The neighboring populations showed a clear difference from the Swedes in PCA (Fig. 3d, Fig. 4d, Supporting Figure 2d) mostly due to the lower frequency of N3 among the Swedes. The AMOVA analysis did not support the grouping to Norrland, Svealand and Götaland (−0.19% of variation, p = 0.68), and even the proportion of variance among the subpopulations in one group was nonsigniﬁcant (0.46%, p=0.13).
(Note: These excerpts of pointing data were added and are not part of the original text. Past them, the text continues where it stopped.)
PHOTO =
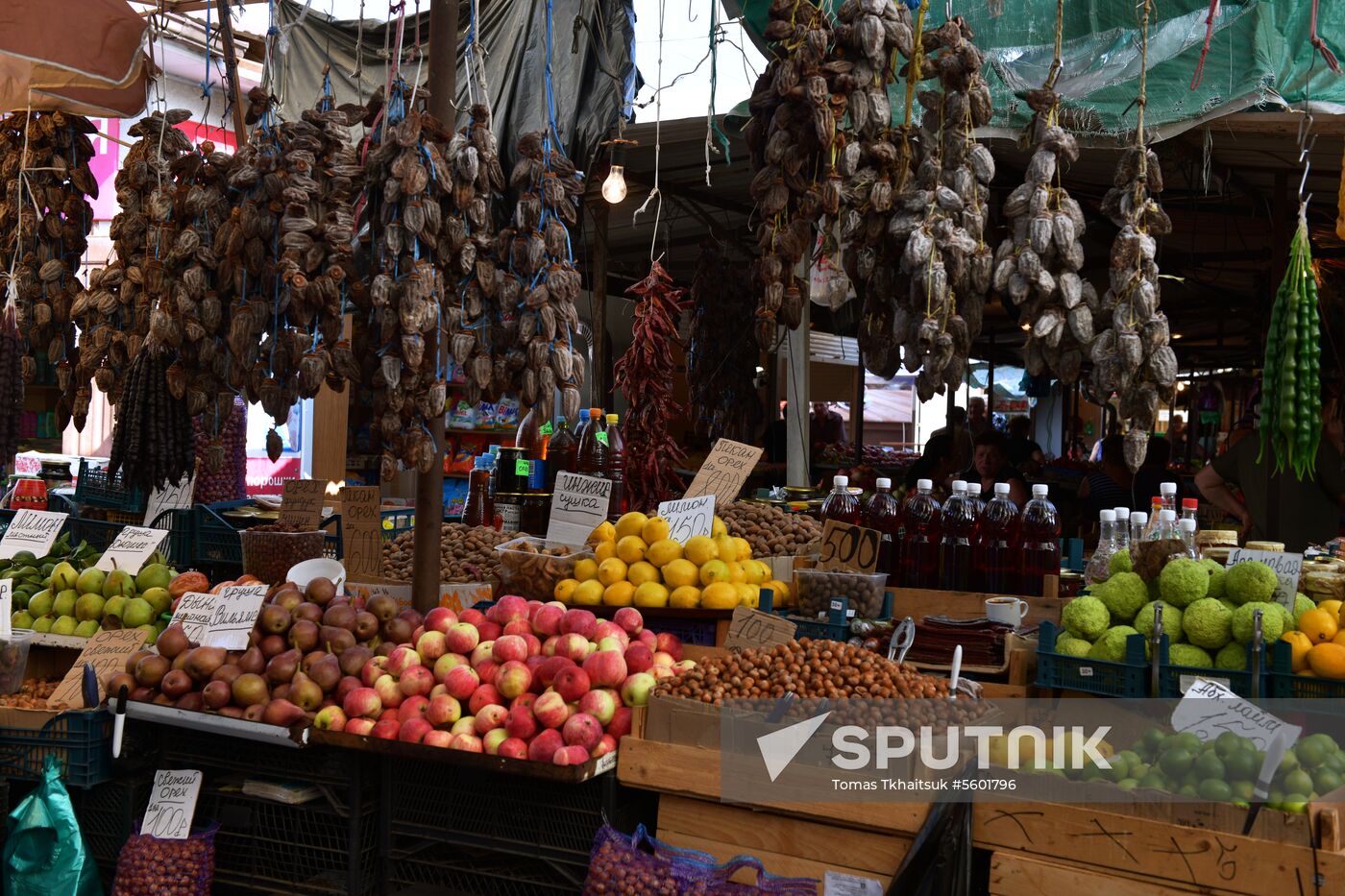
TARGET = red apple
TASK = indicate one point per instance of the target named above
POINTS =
(605, 668)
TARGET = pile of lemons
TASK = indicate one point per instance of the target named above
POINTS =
(635, 564)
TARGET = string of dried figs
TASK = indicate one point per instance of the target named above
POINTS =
(46, 221)
(407, 288)
(722, 351)
(1038, 265)
(942, 215)
(467, 249)
(1130, 351)
(790, 140)
(545, 284)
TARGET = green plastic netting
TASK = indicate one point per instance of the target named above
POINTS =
(1259, 56)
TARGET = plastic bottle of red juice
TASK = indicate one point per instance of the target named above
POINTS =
(920, 552)
(1039, 541)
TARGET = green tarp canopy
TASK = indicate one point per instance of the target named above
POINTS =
(1259, 56)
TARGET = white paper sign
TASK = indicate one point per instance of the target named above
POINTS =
(577, 507)
(221, 620)
(1287, 569)
(689, 517)
(170, 498)
(1210, 709)
(6, 608)
(31, 530)
(131, 549)
(172, 804)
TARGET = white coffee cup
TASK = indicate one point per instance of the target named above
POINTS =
(1006, 611)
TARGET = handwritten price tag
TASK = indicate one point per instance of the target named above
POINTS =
(131, 549)
(302, 503)
(689, 519)
(172, 805)
(362, 530)
(755, 628)
(723, 472)
(31, 530)
(844, 546)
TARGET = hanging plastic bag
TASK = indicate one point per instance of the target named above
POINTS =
(44, 853)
No correlation between geographic and genetic distances was observed in the Mantel test of all populations (r = −0.06, p = 0.622). While exclusion of the three largest cities had little effect in the Mantel test (r = −0.15, p = 0.86), removing four populations with most signs of genetic drift measured by mean number of pairwise differences (π < 2.60) increased the correlation to 0.38 (p = 0.011). This pattern was supported by the autocorrelation analysis, where this subset of populations yielded a statistically signiﬁcant (p < 0.05) correlogram (Fig. 5), while the total dataset had no pattern of isolation by distance.